Retail group: Massachusetts Senate bag ban vote latest in string of mandates
BOSTON >> A ban on single-use plastic bags from large stores and chains around the state, approved by the Massachusetts Senate on Wednesday, will feed the anger of store owners upset with recent government actions, according to their chief spokesman.
On Wednesday, the Senate added a rider to its budget on a 29-to-9 vote banning single-use plastic bags at many checkouts throughout the state. Under the legislation, checkout bags at certain stores would need to be reusable or made of recycled paper and sold for at least 10 cents apiece.
"It's becoming a bit frightening this big government I-know-better-than-you attitude," Retailers Association of Massachusetts President Jon Hurst told the News Service after the vote. He said, "This is what small business owners are angry about - all the red tape and everything that is occurring as they try to stay in the black."

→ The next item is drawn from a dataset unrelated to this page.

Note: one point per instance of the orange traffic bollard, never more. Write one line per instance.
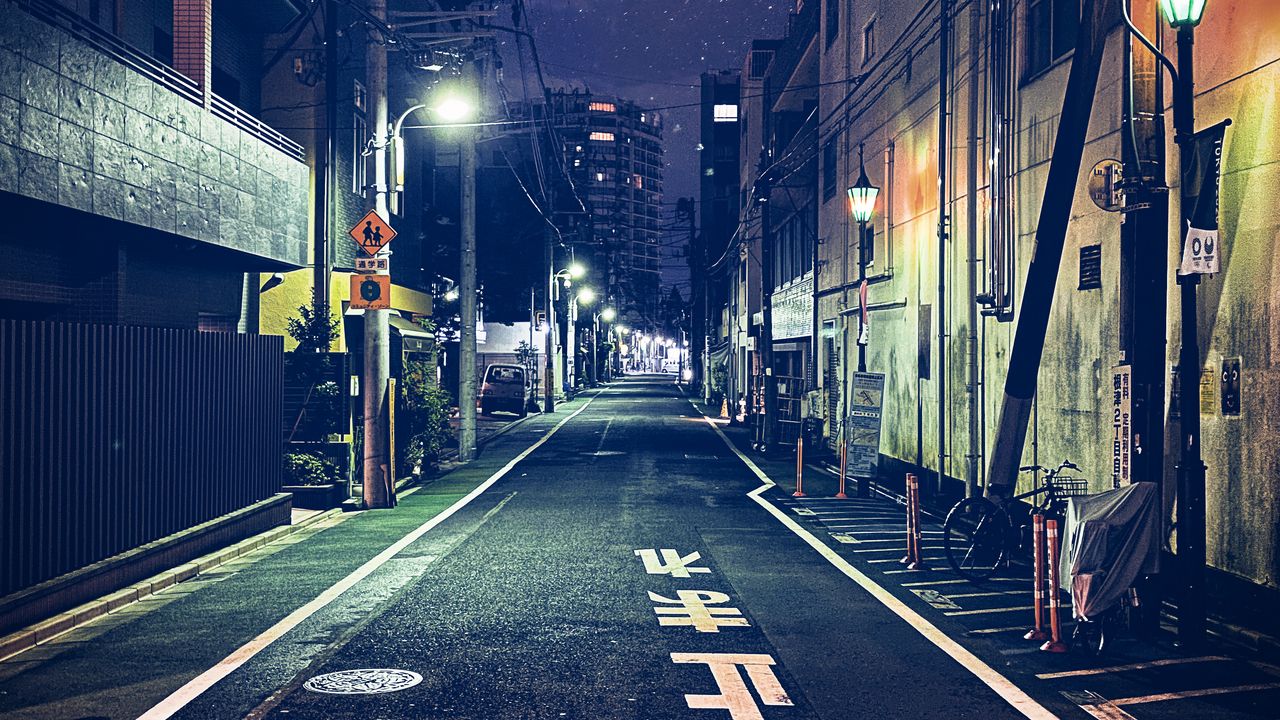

Sponsored by Sen. Jamie Eldridge and four other Democrats, the measure would ban giving away single-use bags at points of sale at stores with gross square footage of 3,000 or more or chains with three or more locations.
Eldridge, an Acton Democrat, said plastic bags are used for only an average of 12 minutes, and wind up as litter stuck in trees or as harmful micro-plastic. According to Eldridge's office the U.S. annually uses 100 billion plastic shopping bags made from the equivalent of 12 million barrels of oil.
Hurst said the mandated 10-cent price on checkout bags would be subject to the state's 6.25 percent sales tax, calling it a "tax on a tax," and he said shoppers re-use plastic bags from stores for a variety of purposes.
"Don't they realize that these consumers are going to have to go out and buy plastic bags?" Hurst asked. He said, "I think small businesses are better equipped to make these decisions on their own."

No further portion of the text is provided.